Il ne lui restait plus qu’une allumette et il lui en coûtait de la sacrifier, car si l’évasion manquait, il allait être condamné aux ténèbres à perpétuité. Mais le moment était venu de brûler ses vaisseaux pour jouer une partie suprême.

Il mit donc le feu à la bougie qui était consumée aux trois quarts et, pour y voir plus clair, il laissa ouverte la porte vitrée du falot.

Il retrouva sans peine les fûts vides, qui étaient les premiers de la rangée, en choisit un, celui qui paraissait le plus solide, et se mit à le pousser devant lui, sans déranger Courapied, qui ronflait comme un tuyau d’orgue.

Il eut tôt fait d’amener la barrique sous l’orifice du puits et de la dresser sur champ.

Alors, il leva la tête, et il lui sembla que le ciel était déjà moins noir. Ce n’était pas encore le jour, mais c’était le crépuscule qui commençait.

Dans une demi-heure, l’aurore allait se lever.

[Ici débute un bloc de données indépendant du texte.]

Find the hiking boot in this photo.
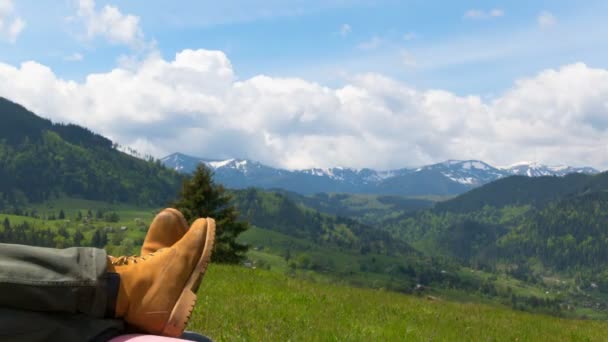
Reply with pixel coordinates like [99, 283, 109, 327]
[141, 208, 188, 255]
[108, 218, 215, 337]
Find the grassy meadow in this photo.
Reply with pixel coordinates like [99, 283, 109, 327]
[0, 199, 608, 341]
[188, 265, 608, 341]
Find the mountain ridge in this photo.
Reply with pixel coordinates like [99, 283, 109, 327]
[161, 153, 599, 196]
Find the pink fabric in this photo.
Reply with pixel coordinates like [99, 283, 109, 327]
[108, 334, 184, 342]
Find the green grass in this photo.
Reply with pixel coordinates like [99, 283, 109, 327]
[188, 265, 608, 341]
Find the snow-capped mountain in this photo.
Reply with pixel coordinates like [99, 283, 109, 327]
[161, 153, 598, 196]
[506, 162, 599, 177]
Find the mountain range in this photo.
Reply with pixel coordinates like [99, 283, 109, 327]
[161, 153, 599, 196]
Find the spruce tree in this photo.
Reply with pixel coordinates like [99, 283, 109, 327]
[172, 164, 249, 263]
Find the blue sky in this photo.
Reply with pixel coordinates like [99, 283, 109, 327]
[0, 0, 608, 168]
[5, 0, 608, 95]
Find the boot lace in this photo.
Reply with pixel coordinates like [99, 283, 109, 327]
[112, 249, 162, 266]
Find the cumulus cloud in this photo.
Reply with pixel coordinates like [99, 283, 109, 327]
[464, 8, 505, 19]
[78, 0, 145, 48]
[0, 0, 26, 43]
[403, 32, 418, 41]
[63, 52, 84, 62]
[536, 11, 557, 29]
[0, 50, 608, 168]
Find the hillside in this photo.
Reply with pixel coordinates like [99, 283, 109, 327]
[435, 173, 608, 212]
[0, 98, 182, 209]
[188, 265, 608, 341]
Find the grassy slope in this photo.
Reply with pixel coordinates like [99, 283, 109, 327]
[188, 265, 608, 341]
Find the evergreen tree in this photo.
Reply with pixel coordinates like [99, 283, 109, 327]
[72, 229, 84, 247]
[172, 164, 249, 263]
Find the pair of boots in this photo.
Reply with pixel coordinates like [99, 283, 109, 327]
[108, 209, 215, 337]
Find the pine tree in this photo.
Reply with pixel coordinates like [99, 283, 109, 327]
[72, 229, 84, 246]
[172, 164, 249, 263]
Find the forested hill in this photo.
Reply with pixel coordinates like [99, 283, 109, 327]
[435, 172, 608, 212]
[0, 98, 181, 209]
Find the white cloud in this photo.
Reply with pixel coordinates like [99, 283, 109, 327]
[0, 50, 608, 168]
[536, 11, 557, 29]
[357, 36, 384, 50]
[463, 8, 505, 19]
[78, 0, 146, 49]
[0, 0, 26, 43]
[339, 24, 353, 37]
[403, 32, 418, 41]
[64, 52, 84, 62]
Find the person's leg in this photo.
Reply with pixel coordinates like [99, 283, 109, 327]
[0, 308, 126, 342]
[0, 244, 120, 318]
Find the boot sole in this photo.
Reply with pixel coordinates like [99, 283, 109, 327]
[161, 218, 215, 337]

Georget, ravi, grimpa sur la barrique pour attendre la lumière du soleil qu’il n’avait pas vue depuis huit jours.

Le lambeau du ciel que Georget apercevait par l’orifice du puits blanchissait à vue d’œil, mais la lumière d’en haut ne descendait pas encore jusqu’au fond du tuyau. Il semblait qu’elle fût tamisée par une clôture à claire-voie et d’ailleurs l’aube naissait à peine.